Coffee prices are declining, with May arabica coffee down 0.90 and May ICE robusta down 22, due to expected rain in Brazil alleviating drought fears and reports indicating a rise in coffee inventories. Supply concerns remain as forecasts show a potential global coffee surplus while drought issues impact production in Brazil and Vietnam.
Coffee prices are currently experiencing downward pressure, as evidenced by May arabica coffee futures falling by 0.90, or 0.23%, and May ICE robusta coffee dropping by 22, or 0.40%. The decline follows forecasts from Somar Meteorologia that predict widespread rain in Minas Gerais, Brazil’s largest arabica-producing region next week, alleviating previously existing drought concerns.
The increase in ICE coffee inventories has also contributed to the decline in coffee prices. For instance, arabica coffee inventories monitored by ICE reached a one-week high of 803,032 bags, while robusta coffee stocks have risen to a one-month high of 4,356 lots. Furthermore, a recent report from Marex Solutions anticipates that the global coffee surplus for the 2025/26 season will widen significantly to 1.2 million bags, up from 200,000 bags in the prior season.
In Vietnam, robusta coffee exports have risen by 6.6% year-over-year to reach 169,000 MT, which creates additional bearish pressure on robusta prices. On a supportive note, below-normal rainfall in Brazil’s coffee-producing areas has offered some protection to coffee prices, as recorded rainfall in Minas Gerais was only 1.1 mm, a mere 2% of the historical average. Additionally, the dollar index recently dropped to a nearly five-month low, providing modest support to coffee prices.
Continued supply fears bolster coffee prices; for instance, Cecafe reported a 1.6% decline in Brazil’s green coffee exports for January compared to the previous year. Conab predicts a 4.4% decrease in the 2025/26 coffee crop, projecting it to reach 51.81 million bags, the lowest yield in three years. Compounding this issue, Brazil has encountered its driest weather since 1981, adversely affecting coffee crop yields.
The adverse effects of the El Nino-related drought last year are expected to have long-term implications for coffee crops across South and Central America. Brazil’s rainfall has persistently fallen below average, damaging coffee plants during critical growth phases and reducing yield expectations for the 2025/26 arabica coffee crop. Colombia, another prominent producer, continues to recover from its own drought-related challenges.

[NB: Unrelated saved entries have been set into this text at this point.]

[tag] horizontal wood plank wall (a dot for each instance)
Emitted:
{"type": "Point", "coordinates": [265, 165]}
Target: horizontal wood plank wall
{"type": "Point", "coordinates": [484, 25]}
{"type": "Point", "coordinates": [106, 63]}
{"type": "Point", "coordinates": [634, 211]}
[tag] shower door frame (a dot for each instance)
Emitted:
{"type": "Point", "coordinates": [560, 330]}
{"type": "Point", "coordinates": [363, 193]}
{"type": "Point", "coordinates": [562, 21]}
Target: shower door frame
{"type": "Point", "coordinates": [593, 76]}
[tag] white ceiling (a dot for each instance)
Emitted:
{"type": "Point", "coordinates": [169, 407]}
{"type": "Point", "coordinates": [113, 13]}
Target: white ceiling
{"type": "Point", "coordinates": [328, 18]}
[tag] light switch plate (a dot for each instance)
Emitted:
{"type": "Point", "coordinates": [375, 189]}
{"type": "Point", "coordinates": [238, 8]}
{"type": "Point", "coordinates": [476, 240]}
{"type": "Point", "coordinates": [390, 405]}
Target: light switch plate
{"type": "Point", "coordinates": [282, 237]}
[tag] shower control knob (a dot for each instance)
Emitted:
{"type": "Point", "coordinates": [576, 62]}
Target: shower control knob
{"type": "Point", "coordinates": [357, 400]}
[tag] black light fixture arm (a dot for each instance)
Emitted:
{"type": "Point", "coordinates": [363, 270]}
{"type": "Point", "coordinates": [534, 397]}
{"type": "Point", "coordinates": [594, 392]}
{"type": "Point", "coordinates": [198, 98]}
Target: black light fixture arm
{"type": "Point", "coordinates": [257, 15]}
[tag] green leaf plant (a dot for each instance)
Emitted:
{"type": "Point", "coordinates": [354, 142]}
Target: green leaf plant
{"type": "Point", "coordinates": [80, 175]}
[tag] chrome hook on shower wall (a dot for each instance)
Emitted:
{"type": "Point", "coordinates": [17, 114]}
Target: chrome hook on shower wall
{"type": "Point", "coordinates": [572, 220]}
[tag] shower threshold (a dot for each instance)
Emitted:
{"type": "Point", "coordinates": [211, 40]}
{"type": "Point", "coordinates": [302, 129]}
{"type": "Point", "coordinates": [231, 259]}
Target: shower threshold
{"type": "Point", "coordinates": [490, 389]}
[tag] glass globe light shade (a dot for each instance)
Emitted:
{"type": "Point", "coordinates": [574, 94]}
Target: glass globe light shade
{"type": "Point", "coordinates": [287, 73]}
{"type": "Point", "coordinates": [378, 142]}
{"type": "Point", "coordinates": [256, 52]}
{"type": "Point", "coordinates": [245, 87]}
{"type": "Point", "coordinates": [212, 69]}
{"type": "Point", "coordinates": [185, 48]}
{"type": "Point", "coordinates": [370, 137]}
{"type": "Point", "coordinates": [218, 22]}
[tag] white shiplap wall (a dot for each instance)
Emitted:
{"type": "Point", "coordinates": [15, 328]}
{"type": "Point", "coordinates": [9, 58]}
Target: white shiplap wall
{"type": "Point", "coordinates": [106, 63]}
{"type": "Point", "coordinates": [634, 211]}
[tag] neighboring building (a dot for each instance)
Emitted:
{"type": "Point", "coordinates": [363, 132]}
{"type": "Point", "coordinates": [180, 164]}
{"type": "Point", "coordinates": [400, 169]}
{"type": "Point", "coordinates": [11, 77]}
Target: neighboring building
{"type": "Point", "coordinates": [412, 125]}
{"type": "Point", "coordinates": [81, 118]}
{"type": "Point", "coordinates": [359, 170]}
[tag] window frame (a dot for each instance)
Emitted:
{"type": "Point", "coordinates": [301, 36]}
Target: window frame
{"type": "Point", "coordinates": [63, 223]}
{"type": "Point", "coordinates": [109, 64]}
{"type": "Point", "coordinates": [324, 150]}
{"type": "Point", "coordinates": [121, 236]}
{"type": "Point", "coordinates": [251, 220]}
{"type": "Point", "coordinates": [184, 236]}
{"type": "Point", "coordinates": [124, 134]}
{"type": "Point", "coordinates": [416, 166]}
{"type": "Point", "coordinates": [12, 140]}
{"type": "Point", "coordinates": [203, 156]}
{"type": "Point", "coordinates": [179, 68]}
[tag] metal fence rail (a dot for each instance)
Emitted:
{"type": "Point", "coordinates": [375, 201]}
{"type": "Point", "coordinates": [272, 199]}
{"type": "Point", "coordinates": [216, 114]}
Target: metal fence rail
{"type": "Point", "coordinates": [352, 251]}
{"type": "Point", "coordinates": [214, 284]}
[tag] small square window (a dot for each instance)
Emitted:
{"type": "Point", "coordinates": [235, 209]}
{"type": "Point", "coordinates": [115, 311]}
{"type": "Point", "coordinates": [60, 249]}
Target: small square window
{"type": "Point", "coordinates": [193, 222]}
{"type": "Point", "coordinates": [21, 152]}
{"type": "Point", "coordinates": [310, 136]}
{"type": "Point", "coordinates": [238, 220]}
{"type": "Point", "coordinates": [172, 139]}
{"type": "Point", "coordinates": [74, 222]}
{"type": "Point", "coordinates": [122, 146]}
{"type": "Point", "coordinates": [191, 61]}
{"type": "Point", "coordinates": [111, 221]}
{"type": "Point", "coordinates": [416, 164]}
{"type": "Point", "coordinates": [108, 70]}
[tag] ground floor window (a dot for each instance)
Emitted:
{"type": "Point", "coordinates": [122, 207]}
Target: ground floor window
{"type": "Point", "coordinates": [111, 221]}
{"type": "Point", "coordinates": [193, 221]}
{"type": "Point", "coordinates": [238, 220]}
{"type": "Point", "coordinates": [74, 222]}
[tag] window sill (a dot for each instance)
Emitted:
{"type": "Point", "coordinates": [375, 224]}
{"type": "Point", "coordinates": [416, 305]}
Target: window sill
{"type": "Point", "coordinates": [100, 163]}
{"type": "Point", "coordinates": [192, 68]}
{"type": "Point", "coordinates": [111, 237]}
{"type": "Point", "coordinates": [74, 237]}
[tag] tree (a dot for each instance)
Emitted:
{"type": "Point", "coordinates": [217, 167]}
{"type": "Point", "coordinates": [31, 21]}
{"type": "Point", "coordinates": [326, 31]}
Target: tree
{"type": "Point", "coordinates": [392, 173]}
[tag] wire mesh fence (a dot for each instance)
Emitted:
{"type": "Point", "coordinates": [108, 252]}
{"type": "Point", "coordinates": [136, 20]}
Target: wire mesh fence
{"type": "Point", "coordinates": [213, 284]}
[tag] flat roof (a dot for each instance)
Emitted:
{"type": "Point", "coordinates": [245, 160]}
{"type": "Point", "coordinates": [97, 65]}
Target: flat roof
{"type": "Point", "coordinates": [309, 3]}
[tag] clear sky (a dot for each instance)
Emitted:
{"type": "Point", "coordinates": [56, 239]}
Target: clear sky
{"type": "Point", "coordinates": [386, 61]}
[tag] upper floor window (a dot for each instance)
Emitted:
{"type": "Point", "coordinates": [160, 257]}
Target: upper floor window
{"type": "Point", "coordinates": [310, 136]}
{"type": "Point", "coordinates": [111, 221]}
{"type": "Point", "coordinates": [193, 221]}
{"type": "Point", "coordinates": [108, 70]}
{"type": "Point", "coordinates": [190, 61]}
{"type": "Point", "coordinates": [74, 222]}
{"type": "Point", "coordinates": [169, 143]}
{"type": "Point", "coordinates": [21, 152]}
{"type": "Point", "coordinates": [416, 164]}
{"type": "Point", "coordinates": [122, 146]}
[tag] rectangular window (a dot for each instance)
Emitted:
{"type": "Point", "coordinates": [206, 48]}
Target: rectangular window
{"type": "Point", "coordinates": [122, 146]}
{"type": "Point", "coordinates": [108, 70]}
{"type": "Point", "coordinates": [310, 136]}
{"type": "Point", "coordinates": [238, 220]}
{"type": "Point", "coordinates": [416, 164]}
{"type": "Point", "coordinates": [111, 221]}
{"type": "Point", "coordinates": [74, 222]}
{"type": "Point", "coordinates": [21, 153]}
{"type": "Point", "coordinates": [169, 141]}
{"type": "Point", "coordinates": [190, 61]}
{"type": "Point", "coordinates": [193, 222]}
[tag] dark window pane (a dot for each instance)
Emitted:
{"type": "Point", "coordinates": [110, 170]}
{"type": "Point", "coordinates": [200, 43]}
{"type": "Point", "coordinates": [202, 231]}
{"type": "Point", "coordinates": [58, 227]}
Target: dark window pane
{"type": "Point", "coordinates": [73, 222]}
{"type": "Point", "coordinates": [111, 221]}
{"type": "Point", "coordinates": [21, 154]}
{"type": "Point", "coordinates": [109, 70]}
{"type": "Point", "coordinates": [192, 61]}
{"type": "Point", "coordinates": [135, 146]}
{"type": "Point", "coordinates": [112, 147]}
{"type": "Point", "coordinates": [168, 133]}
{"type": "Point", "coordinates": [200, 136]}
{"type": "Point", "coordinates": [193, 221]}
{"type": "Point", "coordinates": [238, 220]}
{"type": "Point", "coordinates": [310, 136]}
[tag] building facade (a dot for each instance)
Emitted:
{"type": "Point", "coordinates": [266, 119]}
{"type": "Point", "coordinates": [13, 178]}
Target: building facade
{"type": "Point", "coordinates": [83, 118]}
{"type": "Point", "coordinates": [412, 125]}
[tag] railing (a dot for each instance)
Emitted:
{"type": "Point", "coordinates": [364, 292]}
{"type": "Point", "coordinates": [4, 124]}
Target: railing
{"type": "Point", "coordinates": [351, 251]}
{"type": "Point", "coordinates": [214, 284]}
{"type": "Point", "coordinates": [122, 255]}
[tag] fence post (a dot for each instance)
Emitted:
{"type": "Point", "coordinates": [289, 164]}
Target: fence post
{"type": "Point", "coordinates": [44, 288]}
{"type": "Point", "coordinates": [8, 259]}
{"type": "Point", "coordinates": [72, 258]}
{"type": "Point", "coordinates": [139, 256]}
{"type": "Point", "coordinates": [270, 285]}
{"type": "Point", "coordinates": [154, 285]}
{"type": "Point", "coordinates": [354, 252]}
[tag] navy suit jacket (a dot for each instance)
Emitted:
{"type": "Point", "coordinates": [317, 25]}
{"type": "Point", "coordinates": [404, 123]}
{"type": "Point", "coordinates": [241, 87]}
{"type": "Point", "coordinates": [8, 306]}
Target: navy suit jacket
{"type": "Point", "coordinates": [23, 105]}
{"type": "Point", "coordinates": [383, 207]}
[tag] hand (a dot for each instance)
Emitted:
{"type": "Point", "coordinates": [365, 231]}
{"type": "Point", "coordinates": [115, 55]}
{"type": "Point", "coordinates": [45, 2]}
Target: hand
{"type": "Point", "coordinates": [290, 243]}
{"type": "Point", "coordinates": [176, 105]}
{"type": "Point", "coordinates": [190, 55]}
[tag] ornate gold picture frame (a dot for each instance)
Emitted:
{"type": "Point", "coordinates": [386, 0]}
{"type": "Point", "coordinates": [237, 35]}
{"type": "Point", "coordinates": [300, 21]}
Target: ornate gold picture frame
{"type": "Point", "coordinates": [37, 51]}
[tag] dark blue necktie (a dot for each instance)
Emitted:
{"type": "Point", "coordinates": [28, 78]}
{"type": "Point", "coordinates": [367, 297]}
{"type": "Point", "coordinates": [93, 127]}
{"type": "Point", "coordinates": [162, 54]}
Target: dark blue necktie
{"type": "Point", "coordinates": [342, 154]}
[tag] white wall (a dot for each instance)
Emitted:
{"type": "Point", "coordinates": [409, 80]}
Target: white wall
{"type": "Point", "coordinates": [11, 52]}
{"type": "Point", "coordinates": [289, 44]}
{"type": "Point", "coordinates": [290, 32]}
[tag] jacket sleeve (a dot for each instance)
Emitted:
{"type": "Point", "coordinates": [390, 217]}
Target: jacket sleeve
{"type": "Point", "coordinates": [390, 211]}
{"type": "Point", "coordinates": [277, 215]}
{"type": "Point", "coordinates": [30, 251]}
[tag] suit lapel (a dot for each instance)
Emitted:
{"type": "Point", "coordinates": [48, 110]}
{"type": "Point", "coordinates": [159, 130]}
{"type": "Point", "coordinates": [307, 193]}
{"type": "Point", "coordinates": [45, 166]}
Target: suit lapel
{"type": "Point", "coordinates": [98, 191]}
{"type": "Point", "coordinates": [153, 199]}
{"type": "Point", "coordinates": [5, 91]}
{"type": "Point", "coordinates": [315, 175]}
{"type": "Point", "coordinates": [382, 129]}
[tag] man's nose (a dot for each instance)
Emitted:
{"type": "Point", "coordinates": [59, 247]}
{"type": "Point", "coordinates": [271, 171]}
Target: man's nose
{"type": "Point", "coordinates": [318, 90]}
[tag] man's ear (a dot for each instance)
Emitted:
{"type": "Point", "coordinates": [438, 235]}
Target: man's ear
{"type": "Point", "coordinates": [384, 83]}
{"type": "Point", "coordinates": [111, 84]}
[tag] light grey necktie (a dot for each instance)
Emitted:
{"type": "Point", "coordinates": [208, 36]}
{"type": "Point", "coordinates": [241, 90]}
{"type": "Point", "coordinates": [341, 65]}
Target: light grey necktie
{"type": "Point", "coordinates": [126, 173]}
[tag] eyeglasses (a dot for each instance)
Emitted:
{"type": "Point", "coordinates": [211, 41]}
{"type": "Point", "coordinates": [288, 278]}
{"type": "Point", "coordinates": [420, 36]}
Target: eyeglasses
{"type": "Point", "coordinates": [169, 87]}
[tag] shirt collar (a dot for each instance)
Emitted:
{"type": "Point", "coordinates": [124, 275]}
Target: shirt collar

Robusta coffee prices remain supported due to decreased production resulting from drought conditions in Vietnam. The country experienced a 20% decrease in coffee production for the 2023/24 crop year, reaching 1.472 million MT, the lowest output in four years. Projections for the 2024/25 marketing year indicate a slight decline in production to 27.9 million bags.
While global changes in coffee exports may pose bearish risks, Conab recently reported a record 50.5 million bags in Brazil’s 2024 coffee exports, representing a 28.8% increase year-over-year. However, the ICO indicated a decline in global coffee exports, further complicating market dynamics. The USDA’s recent updates painted a mixed picture, projecting an overall increase in world coffee production while foreseeing a decline in ending stocks.
Volcafe has lowered its projections for Brazil’s arabica coffee production for the 2025/26 season to 34.4 million bags, attributing this to the severity of prolonged drought. The forecast includes a global deficit of 8.5 million bags in 2025/26, indicative of ongoing challenges facing the coffee market.
In summary, coffee prices are under significant pressure due to anticipated rains in Brazil’s Minas Gerais region, increased coffee inventories, and a projected widening of the global coffee surplus. Concurrently, the drought conditions in both Brazil and Vietnam continue to impact production forecasts, leading to uncertainties in future coffee supplies. As the market grapples with these fluctuations, ongoing developments will be pivotal in determining the trajectory of coffee prices.